Latest update February 21st, 2025 10:48 AM
Jun 11, 2022 Features / Columnists, Peeping Tom
Kaieteur News – George Lamming died this past week. He is considered by some as the doyen of Caribbean literature. The University of the West Indies has described him as a “Caribbean and global literary luminary, Philosopher King of Post-colonialism, and social justice activist”.
A number of letters have appeared in the local media heralding his achievements and his life. But not many of those have recalled his profound observation about the state of affairs in Guyana at the time of the assassination of Dr. Walter Rodney.
Lamming was not well-known to the present generation of Guyanese even though he was an associate of the late Dr. Walter Rodney. Lamming died at the ripe old age, days shy of his 95th birthday. Walter Rodney was assassinated in 1980 at the still young age of 38 years. He would have been 80 years this year.
Lamming was a literary giant. But he was also a keen social and political analyst. And indeed his poetry combined both his skill with words with his insights as an observer of post-colonial society.
Given his status as an elder, the younger generation – except those with an interest in Caribbean Literature – may be forgiven for not knowing much about Lamming. But older generation will remember him well and will particularly recall the warning he sounded about the dangers of the Burnham dictatorship.
His address at the funeral of Walter Rodney has been reproduced in a book published under his name. Eight years ago, Stabroek News printed Lammings address at Rodney’s funeral.
Lamming warning then is a chilling reminder of the dangers of supporting narratives of dictatorship. Too many Guyanese, both the ignorant and the informed, are peddling this narrative in the hope that somehow it will lead to the justification of the attempt to steal the elections and to return the APNU+AFC to power.
Dictatorship means danger. At the funeral of Walter Rodney, Lamming told the tens of thousands present that: “Today, we meet in a dangerous land, and at the most dangerous of times.”
Indeed, the times were perilous. The Death Squad gunned down persons without any fear of sanction; the Special Branch was ubiquitous. Spies were everywhere, even in classrooms at the University of Guyana. Non-political friends of activists of the Working People’s Alliance were under surveillance. The homes of opposition activists were constantly raided.

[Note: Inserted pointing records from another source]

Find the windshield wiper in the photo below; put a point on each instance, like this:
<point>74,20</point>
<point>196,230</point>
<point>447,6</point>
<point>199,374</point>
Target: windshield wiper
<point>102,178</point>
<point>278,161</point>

A local staff of the Foreign Ministry had attended Queen’s College with Walter Rodney’s colleague, Dr. Rupert Roopnarine. He met Roopnarine on the street outside of the Ministry of Foreign Affairs. He stopped and had a friendly chat with him – as old school friends do. He was noticed by the PNC’s spy machinery and summoned to give account of his conversation with Roopnarine.

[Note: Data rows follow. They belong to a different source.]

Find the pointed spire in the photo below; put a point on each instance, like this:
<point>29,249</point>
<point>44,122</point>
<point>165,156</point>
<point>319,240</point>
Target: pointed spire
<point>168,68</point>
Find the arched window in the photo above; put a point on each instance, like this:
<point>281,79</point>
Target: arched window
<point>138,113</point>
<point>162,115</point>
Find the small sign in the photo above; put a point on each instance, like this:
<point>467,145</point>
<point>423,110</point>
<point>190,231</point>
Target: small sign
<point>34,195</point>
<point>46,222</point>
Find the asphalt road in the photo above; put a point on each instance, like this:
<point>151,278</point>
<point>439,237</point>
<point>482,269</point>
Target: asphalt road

Guyana was a dangerous country. It took tremendous courage for Lamming to jump on a plane in Barbados to come to Guyana for Rodney’s funeral. But this he did despite the dangers involved. That danger was amplified by the knowledge that dictators do not care to account for their conduct. The very act of rigging elections gives them license to commit political atrocities, including political assassination, because they know they only have a slim chance of sanctions.

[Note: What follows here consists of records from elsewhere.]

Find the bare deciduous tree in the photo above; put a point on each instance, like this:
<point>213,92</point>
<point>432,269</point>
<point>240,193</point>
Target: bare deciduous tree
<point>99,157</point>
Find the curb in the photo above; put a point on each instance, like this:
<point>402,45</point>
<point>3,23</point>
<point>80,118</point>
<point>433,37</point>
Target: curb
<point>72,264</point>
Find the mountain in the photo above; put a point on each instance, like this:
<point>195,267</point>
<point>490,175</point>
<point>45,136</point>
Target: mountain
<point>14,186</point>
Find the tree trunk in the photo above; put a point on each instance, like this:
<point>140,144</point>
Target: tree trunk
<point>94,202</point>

Lamming was harsh, but just, in his condemnation of the danger which Burnham represented. He said then that the country’s supreme authority had ceased to be answerable to any moral law, had ceased to recognise or respect any minimum requirement of ordinary human decency.
This is the nature of dictatorship. It produces demons. And it was a demon who was the political architect of Rodney’s assassination.
Lamming would go on to write the Foreword for Rodney’s: “A History of the Guyanese Working People: 1881-1905”. Rodney had finished the book just prior to his assassination.
In his foreword, Lamming noted that Guyana had become a land of horrors. For him, the country had passed the stage of placing democracy on trial. What was at stake was whether democracy would survive what Lamming called an “official crucifixion.”
Unlike many of Rodney’s political colleagues, Lamming never developed amnesia about Rodney’s fight against dictatorship. Ten years ago, he detected what he deemed was amnesia of convenience about the assassination of Rodney. As the Guyana Chronicle reported, Lamming bemoaned that a generation of younger Guyanese did not know what the name Walter Rodney meant [stood for].
This amnesia stands as an indictment against Rodney’s party and his colleagues. It must be reversed.
Next Monday, June 13 will mark the 42nd anniversary of the assassination of Walter Rodney. There can be no better way to observe this anniversary than by honouring Lamming and recalling his implicit caution about the dangers of dictatorship.
(The views expressed in this article are those of the author and do not necessarily reflect the opinions of this newspaper.)